The sooner you learn that an idea doesn’t work, the better.
What’s more, you can use the lessons learnt to come up with new ideas, or to refine existing ideas.
Thus, in many cases, it’s often preferable to test ideas with low-cost prototypes and validate the biggest assumptions and the most uncertain aspects of the ideas instead of outright building them. This is a practice used by virtually all of the most innovative companies, such as Amazon, out there.
On the other hand, if you don’t have the capability to easily run hundreds of simultaneous tests like Facebook, you shouldn’t go ahead and try to test everything, but should instead use experiments strategically.
In that case, you can get started by launching a lightweight program, for example with the help of Adobe Kickbox, to validate the most promising ideas.
If evaluating ideas is hard due to the different natures they might have, the challenge only gets bigger when it comes time to actually implement them.
This is why the final stage of an idea’s journey, implementing it, is often left outside the scope of idea management. However, at least in our experience, this is a mistake.
While ideas are usually implemented by people other than the ideators and reviewers, it still is an inseparable part of the idea management process. Furthermore, the implementation of the idea is without a doubt the most impactful part of the process.
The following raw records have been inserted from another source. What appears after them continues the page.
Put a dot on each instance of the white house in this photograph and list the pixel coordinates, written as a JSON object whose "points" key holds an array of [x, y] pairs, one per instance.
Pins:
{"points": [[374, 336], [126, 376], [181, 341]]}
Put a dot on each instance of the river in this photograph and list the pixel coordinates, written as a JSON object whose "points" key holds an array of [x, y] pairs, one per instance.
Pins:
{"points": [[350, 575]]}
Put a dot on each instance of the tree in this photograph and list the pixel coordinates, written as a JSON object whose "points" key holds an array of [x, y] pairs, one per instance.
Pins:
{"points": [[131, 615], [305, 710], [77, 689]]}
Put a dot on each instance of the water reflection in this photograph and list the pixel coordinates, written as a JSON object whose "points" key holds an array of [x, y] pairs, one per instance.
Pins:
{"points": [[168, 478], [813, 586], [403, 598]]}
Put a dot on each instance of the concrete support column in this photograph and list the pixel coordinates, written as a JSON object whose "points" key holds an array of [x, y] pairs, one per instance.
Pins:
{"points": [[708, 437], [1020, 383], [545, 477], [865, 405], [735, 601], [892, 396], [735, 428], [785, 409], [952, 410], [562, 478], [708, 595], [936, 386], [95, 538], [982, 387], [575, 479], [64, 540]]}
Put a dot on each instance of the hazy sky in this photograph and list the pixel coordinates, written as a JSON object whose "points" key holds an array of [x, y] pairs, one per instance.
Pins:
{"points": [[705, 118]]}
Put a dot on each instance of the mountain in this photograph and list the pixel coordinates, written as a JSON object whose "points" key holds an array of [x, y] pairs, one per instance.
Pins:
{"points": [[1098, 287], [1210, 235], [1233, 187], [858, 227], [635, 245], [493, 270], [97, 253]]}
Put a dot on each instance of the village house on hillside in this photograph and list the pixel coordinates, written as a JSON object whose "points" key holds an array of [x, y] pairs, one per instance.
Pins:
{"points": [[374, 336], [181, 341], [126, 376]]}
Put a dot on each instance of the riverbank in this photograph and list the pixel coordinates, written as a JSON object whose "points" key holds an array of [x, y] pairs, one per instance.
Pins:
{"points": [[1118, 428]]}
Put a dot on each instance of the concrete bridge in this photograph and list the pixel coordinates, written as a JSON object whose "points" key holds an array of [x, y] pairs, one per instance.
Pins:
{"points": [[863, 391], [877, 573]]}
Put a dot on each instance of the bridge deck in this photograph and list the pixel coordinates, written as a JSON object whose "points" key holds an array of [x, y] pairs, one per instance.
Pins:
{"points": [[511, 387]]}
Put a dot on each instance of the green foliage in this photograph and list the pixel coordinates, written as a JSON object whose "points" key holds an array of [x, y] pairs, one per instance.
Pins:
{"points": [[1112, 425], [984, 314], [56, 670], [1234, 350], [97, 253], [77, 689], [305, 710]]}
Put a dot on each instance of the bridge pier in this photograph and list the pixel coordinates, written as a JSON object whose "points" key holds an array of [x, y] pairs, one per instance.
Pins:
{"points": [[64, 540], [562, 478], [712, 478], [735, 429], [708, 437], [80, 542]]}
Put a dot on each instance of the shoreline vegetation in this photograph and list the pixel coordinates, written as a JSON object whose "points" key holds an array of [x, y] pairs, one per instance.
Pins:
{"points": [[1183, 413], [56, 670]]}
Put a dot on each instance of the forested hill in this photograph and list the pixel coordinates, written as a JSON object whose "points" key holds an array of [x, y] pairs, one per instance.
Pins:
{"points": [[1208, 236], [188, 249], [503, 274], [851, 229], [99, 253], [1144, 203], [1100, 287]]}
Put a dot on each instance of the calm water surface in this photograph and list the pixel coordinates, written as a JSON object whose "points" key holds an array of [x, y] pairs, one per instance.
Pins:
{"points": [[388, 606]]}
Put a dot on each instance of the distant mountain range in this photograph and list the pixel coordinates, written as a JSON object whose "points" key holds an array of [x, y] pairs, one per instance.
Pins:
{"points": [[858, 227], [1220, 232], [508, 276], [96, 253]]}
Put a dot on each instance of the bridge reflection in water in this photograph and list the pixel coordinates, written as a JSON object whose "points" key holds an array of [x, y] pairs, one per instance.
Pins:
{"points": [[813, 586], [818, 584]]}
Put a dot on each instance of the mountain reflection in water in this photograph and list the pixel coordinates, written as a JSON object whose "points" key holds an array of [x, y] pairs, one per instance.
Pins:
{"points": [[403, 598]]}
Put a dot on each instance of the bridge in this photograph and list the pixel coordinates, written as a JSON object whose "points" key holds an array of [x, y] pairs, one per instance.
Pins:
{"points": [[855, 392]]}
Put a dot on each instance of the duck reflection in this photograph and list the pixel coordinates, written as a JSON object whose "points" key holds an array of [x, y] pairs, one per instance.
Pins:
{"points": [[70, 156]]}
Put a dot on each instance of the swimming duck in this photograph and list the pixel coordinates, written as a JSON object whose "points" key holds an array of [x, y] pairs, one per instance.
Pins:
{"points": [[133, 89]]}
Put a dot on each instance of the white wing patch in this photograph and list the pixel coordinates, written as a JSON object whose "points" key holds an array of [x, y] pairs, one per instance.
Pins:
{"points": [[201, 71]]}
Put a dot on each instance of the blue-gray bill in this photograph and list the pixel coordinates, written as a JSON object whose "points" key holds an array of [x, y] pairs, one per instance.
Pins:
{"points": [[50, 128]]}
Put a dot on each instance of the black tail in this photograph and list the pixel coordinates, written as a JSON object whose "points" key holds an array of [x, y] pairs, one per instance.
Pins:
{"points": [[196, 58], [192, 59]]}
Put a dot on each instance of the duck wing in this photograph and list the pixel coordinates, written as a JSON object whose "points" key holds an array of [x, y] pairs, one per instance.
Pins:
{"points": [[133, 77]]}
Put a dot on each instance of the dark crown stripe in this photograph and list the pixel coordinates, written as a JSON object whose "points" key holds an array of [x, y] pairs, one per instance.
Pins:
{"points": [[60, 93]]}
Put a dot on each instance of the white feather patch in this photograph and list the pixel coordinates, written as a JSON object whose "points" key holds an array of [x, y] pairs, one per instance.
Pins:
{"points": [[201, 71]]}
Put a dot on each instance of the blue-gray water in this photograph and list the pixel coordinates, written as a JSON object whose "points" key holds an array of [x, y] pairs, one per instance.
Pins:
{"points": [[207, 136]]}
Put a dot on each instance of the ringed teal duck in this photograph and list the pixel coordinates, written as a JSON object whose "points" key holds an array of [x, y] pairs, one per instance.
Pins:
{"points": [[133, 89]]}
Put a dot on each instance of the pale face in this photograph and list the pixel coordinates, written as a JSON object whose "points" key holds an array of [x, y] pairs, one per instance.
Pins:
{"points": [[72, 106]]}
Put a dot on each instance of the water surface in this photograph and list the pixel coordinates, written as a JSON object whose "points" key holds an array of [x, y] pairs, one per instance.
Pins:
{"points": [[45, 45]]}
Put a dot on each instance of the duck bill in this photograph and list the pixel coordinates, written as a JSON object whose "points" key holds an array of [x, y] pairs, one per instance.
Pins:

According to the aforementioned BCG 2015 Global Innovation Survey, three out of the top six challenges for innovation are related to the organization’s ability to implement their ideas. Too long development times is actually the single biggest challenge by quite a large margin.
So, getting implementation right will certainly have a tremendous impact on the innovation performance of an organization.
As with some of the other aspects of idea management, the best way to achieve this depends on your organization and the nature of the ideas in question.
As a general rule of thumb, it typically makes sense to implement incremental or sustaining ideas in existing business units whereas the more disruptive ideas often require independent units.
The rationale, popularized by Clayton Christensen in The Innovator’s Dilemma, is that disruptive innovations are simply incompatible with many of the existing processes and ways of working and trying to combine the two typically only results in an endless stream of compromises that weaken both the existing business, as well as the potential of the new innovation.
In addition to this division, you should also ensure that you have the right talent and enough resources for the implementation.
As idea management is at the heart of an organization’s innovation activities, it plays a big role in how effectively the organization is able to drive future results.
To summarize, the key factors for succeeding in idea management are, for the most part, the same factors that top innovators get right:
- Alignment with innovation and overall business strategies
- Organization-wide cultural support for ideation and innovation
- High top leadership involvement in innovation and idea management
- Ideas and innovation based on insights from end-users
- Rigorous project selection in the early in the idea management process
- Ability to test, learn from, and implement ideas
The 2018 Global Innovation 1000 study found that only the most successful organizations are simultaneously able to integrate all of these factors in their day-to-day operating practices. This certainly isn’t easy, but it is what you should strive for.
Here the right idea management software can be tremendously helpful. The right software helps you to link all of these activities together, as well as helps you get better and improve the way you run your process.